Civilian Casualties Rise in Ukraine: 23 Jan 2023


From 24 February 2022, when the Russian Federation’s armed attack against Ukraine started, to 22 January 2023, the Office of the UN High Commissioner for Human Rights (OHCHR) recorded 18,483 civilian casualties in the country: 7,068 killed and 11,415 injured. This included:

  • a total of 7,068 killed (2,800 men, 1,895 women, 180 girls, and 223 boys, as well as 35 children and 1,935 adults whose sex is yet unknown)
  • a total of 11,415 injured (2,504 men, 1,779 women, 241 girls, and 330 boys, as well as 267 children and 6,294 adults whose sex is yet unknown)
    • In Donetsk and Luhansk regions: 9,903 casualties (4,121 killed and 5,782 injured)
      • On Government-controlled territory: 7,723 casualties (3,622 killed and 4,101 injured)
      • On territory controlled by Russian armed forces and affiliated armed groups: 2,180 casualties (499 killed and 1,681 injured)
    • In other regions of Ukraine (the city of Kyiv, and Cherkasy, Chernihiv, Ivano-Frankivsk, Kharkiv, Kherson, Kirovohrad, Kyiv, Mykolaiv, Odesa, Sumy, Zaporizhzhia, Dnipropetrovsk, Khmelnytskyi, Poltava, Rivne, Ternopil, Vinnytsia, Volyn, and Zhytomyr regions), which were under Government control when casualties occurred: 8,580 casualties (2,947 killed and 5,633 injured)

Most of the civilian casualties recorded were caused by the use of explosive weapons with wide area effects, including shelling from heavy artillery, multiple launch rocket systems, missiles and air strikes.

OHCHR believes that the actual figures are considerably higher, as the receipt of information from some locations where intense hostilities have been going on has been delayed and many reports are still pending corroboration. This concerns, for example, Mariupol (Donetsk region), Izium (Kharkiv region), Lysychansk, Popasna, and Sievierodonetsk (Luhansk region), where there are allegations of numerous civilian casualties.

Civilian casualties from 1 to 22 January 2023(individual cases verified by OHCHR)
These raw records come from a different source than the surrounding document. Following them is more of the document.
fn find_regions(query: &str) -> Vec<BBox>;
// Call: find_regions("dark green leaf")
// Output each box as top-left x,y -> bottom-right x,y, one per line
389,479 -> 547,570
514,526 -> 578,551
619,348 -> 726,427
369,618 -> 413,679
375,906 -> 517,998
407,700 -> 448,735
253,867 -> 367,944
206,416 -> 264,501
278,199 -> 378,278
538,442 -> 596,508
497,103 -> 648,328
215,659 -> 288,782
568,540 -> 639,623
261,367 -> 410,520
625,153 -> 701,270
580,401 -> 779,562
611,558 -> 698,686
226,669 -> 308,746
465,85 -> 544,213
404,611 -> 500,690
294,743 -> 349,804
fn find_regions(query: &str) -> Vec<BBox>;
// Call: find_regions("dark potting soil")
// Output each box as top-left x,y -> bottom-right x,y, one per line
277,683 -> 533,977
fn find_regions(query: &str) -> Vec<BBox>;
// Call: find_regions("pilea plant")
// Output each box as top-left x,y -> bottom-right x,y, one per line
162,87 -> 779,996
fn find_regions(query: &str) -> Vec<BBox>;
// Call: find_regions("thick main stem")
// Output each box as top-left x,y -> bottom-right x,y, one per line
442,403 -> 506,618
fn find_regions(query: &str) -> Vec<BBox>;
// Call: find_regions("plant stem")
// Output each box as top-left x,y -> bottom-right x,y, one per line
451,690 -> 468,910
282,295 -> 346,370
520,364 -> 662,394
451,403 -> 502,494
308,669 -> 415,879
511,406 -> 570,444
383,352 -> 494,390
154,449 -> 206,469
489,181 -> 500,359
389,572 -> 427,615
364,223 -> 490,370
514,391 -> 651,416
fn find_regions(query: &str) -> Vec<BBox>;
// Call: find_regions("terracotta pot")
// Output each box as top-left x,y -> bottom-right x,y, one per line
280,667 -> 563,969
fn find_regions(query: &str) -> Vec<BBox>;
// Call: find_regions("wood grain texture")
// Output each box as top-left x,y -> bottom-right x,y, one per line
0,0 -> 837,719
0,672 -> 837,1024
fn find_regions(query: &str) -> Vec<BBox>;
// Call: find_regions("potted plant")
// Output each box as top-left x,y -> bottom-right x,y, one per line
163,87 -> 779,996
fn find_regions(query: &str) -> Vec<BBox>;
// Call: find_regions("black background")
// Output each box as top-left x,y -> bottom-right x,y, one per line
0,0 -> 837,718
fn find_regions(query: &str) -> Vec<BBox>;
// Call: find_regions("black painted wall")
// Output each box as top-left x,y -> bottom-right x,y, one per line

From 1 to 22 January 2023, OHCHR recorded 504 civilian casualties:

  • 132 killed (48 men, 36 women, 4 girls, 4 boys, as well as 40 adults whose sex is yet unknown); and
  • 372 injured (112 men, 53 women, 7 girls, 8 boys, as well as 13 children and 179 adults whose sex is yet unknown).

This included:

  • 119 killed and 334 injured in 85 settlements in regions (parts of regions), which were under Government control when casualties occurred (90 percent of the total); and
  • 13 killed and 38 injured in 5 settlements in parts of Luhansk and Donetsk regions controlled by Russian armed forces and affiliated armed groups (10 percent of the total).

Per type of weapon/incident:

  • Explosive weapons with wide area effects: 123 killed and 353 injured (94 per cent);
  • Mines and explosive remnants of war: 9 killed and 19 injured (6 per cent).

The UN Human Rights Monitoring Mission in Ukraine

Since 2014, OHCHR has been documenting civilian casualties in Ukraine. Reports are based on information that the UN Human Rights Monitoring Mission in Ukraine (HRMMU) collected through interviews with victims and their relatives; witnesses; analysis of corroborating material confidentially shared with HRMMU; official records; open-source documents, photo and video materials; forensic records and reports; criminal investigation materials; court documents; reports by international and national non-governmental organisations; public reports by law enforcement and military actors; data from medical facilities and local authorities. All sources and information are assessed for their relevance and credibility and cross-checked against other information. In some instances, corroboration may take time. This may mean that conclusions on civilian casualties may be revised as more information becomes available andnumbers may change as new information emerges over time. Statistics presented in the current update are based on individual civilian casualty records where the “reasonable grounds to believe” standard of proof was met, namely where, based on a body of verified information, an ordinarily prudent observer would have reasonable grounds to believe that the casualty took place as described.